Die meisten gefälschten Dokumente werden laut Landeskriminalamt entdeckt, wenn sie in Apotheken vorgelegt werden. Diese sind wichtige Anlaufstellen, wenn von einem Papierdokument oder -heft ein digitales Impfzertifikat erstellt werden soll. Das ist mittlerweile Voraussetzung, um essen zu gehen oder an Veranstaltungen teilzunehmen.

Sebastian Schmidt von der Markenbildchen-Apotheke in der Koblenzer Vorstadt sieht täglich unzählige Impfpässe, „mehr als Hundert am Tag“. Ständig klingelt das Telefon, und es bildet sich eine Schlange, weil so viele Menschen einen digitalen Nachweis benötigen. Die neuen Beschränkungsbeschlüsse und die Booster-Impfungen haben das verstärkt. Denn wer seine dritte Impfung nachweisen kann, darf ohne Test rein.

Im Telefonat mit unserer Zeitung berichtet der angestellte Apotheker, dass er einiges beachtet, um Fälschungen zu erkennen. „Aber es rutschen mit Sicherheit auch falsche Impfhefte durch“, sagt Sebastian Schmidt. Vor allem wenn die erschlichenen Dokumente plump gemacht sind, wird er aufmerksam. „Die kommen dann mit einem Blankoausweis, in dem nur angebliche Covid-Impfungen dokumentiert sind“, sagt Schmidt.

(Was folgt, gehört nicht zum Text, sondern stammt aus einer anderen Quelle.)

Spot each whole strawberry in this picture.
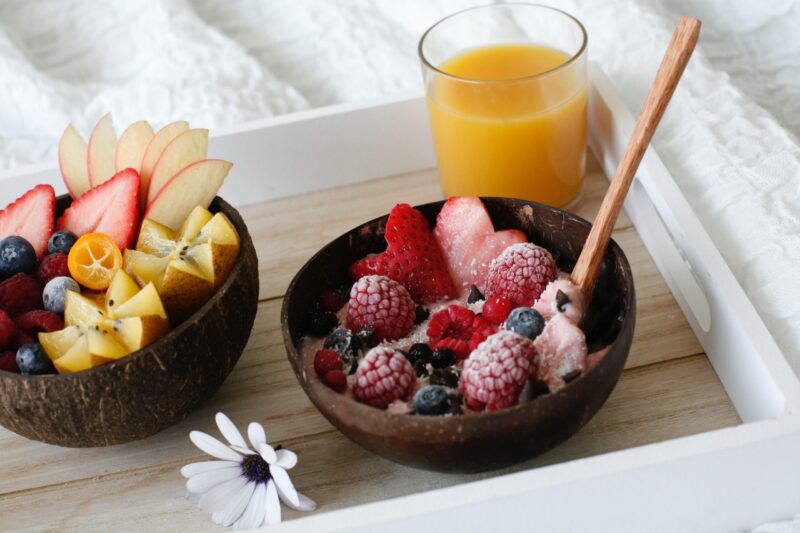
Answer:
[353,346,417,409]
[486,242,558,307]
[349,204,456,303]
[458,330,536,411]
[347,276,416,340]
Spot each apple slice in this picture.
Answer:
[139,120,189,209]
[147,129,208,204]
[144,159,233,231]
[114,120,155,172]
[86,113,117,187]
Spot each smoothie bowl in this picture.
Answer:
[281,197,636,472]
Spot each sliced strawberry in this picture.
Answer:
[433,196,528,295]
[58,168,139,250]
[0,185,56,259]
[350,204,456,303]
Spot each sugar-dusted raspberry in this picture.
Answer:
[458,330,536,411]
[427,304,496,359]
[347,275,416,341]
[353,346,417,409]
[36,253,69,286]
[486,242,558,307]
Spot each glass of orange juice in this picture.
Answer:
[419,4,588,207]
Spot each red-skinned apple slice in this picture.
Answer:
[114,120,155,172]
[86,113,117,187]
[147,129,208,204]
[58,124,92,199]
[139,120,189,208]
[144,159,233,231]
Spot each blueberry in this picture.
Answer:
[17,342,56,374]
[505,307,544,340]
[42,276,81,314]
[414,385,451,415]
[47,231,78,254]
[429,348,456,368]
[0,235,36,278]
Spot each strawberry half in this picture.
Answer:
[0,185,56,259]
[349,204,456,303]
[58,168,139,250]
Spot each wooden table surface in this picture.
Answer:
[0,156,740,531]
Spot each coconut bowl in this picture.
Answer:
[0,196,258,448]
[281,198,636,472]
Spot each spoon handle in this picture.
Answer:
[571,17,700,298]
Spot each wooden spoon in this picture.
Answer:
[571,17,700,305]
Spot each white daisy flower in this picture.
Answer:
[181,413,317,529]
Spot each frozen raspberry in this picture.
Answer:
[347,276,416,341]
[353,346,417,409]
[427,304,495,359]
[486,242,558,307]
[0,309,17,349]
[0,272,42,316]
[458,330,536,411]
[314,349,344,378]
[36,253,69,285]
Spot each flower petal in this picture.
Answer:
[233,483,267,529]
[214,413,247,448]
[264,480,281,526]
[247,422,267,450]
[269,465,300,505]
[258,444,278,464]
[211,481,256,527]
[189,431,242,462]
[186,465,242,494]
[181,461,234,477]
[275,449,297,470]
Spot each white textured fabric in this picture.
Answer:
[0,0,800,531]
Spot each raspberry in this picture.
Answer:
[486,242,558,307]
[0,272,42,316]
[36,253,69,285]
[322,370,347,393]
[353,346,417,409]
[458,330,536,411]
[314,349,344,378]
[427,305,495,359]
[14,309,64,335]
[483,296,513,324]
[347,276,416,341]
[0,309,17,349]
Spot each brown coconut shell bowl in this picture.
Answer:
[0,196,258,448]
[281,198,636,472]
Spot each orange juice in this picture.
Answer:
[427,44,588,206]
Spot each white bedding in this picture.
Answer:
[0,0,800,531]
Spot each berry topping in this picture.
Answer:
[349,204,456,303]
[36,252,69,285]
[414,385,450,415]
[486,243,558,307]
[433,196,528,294]
[427,304,495,359]
[347,276,415,340]
[353,346,417,409]
[42,276,81,314]
[459,331,536,411]
[0,185,56,258]
[17,342,56,375]
[47,231,78,254]
[504,307,544,340]
[57,168,139,250]
[0,235,36,277]
[0,272,42,316]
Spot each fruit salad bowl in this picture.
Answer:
[0,196,258,447]
[281,198,636,472]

Hildegard Paasch, Inhaberin der Servatius-Apotheke in Güls
Katrin Steinert

Allein in Koblenz hat die Polizei bislang etwas mehr als 47 Fälle registriert, teilt das Landeskriminalamt auf Anfrage unserer Zeitung mit. Drei dieser Fälle geschahen in der Gülser Servatius-Apotheke. Das stellt sich bei einem Telefonat mit Inhaberin Hildegard Paasch heraus. Sie berichtet: „Das ist schon ein komisches Gefühl, weil man jemanden anzeigt.“ Aber die Apothekerin betont, dass es wichtig ist, die Polizei zu rufen.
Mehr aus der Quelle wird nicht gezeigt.